Rachel Thomson

E-Mail: Rachel.Thomson@glasgow.ac.uk
Funder: The Wellcome Trust (Research Fellowship for Health Professionals, 218105/Z/19/Z)
PhD title: Predicting the impacts of universal basic income on mental health inequalities in the UK population: a microsimulation model
ORCID iD: https://orcid.org/0000-0002-3060-939X

Biography

Rachel graduated from the University of Glasgow in 2014 with an undergraduate medical degree (MBChB) and an intercalated BSc (Hons) in Psychological Medicine. She worked clinically for two years in a range of specialties including Psychiatry, Oncology and Infectious Diseases, before joining the Public Health Medicine training scheme as a Specialty Registrar for NHS Ayrshire & Arran in 2016. She subsequently obtained a Master of Public Health (MPH) with Distinction from the University of Glasgow, winning several class prizes throughout the year including ‘Best Project’ for her dissertation which considered the impact of the Great Recession and subsequent austerity measures on population mental health. Her clinical public health work to date spans a wide range of topics including public health advocacy, the health needs of the working-age population, public mental health and a national needs assessment of Scottish gender identity services. For the latter she was awarded the Faculty of Public Health’s 2018 Littlejohn Gairdner prize for making an outstanding contribution to public health in Scotland.

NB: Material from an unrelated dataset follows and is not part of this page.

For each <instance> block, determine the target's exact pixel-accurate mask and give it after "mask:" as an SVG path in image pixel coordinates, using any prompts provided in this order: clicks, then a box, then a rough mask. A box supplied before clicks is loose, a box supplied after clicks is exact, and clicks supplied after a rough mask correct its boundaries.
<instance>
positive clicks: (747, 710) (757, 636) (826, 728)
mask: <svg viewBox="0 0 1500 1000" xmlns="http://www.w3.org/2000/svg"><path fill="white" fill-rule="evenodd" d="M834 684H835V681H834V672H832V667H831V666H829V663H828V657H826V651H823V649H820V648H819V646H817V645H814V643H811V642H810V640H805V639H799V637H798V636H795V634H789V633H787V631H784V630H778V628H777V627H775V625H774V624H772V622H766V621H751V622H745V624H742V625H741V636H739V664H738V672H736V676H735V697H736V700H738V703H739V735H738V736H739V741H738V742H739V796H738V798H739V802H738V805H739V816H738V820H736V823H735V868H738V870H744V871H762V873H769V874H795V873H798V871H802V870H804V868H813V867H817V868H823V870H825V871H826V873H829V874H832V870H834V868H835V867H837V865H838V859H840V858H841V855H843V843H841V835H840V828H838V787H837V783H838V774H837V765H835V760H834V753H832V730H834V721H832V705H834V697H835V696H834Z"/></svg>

Throughout her clinical career Rachel has maintained an active interest in research, with a focus on public mental health, welfare policy and health inequalities. She is now pausing her NHS training to complete her PhD project full time, which will focus on developing a microsimulation model that predicts the likely impact of changes to social security policies on mental health inequalities, and testing this using Universal Basic Income. She is based within the Inequalities and Policy programmes of the MRC/CSO Social and Public Health Sciences Unit, and is supervised by Dr Vittal Katikireddi, Dr Anna Pearce and Professor Alastair Leyland. Rachel is funded by a Wellcome Trust Fellowship, and is very grateful for their support of her research.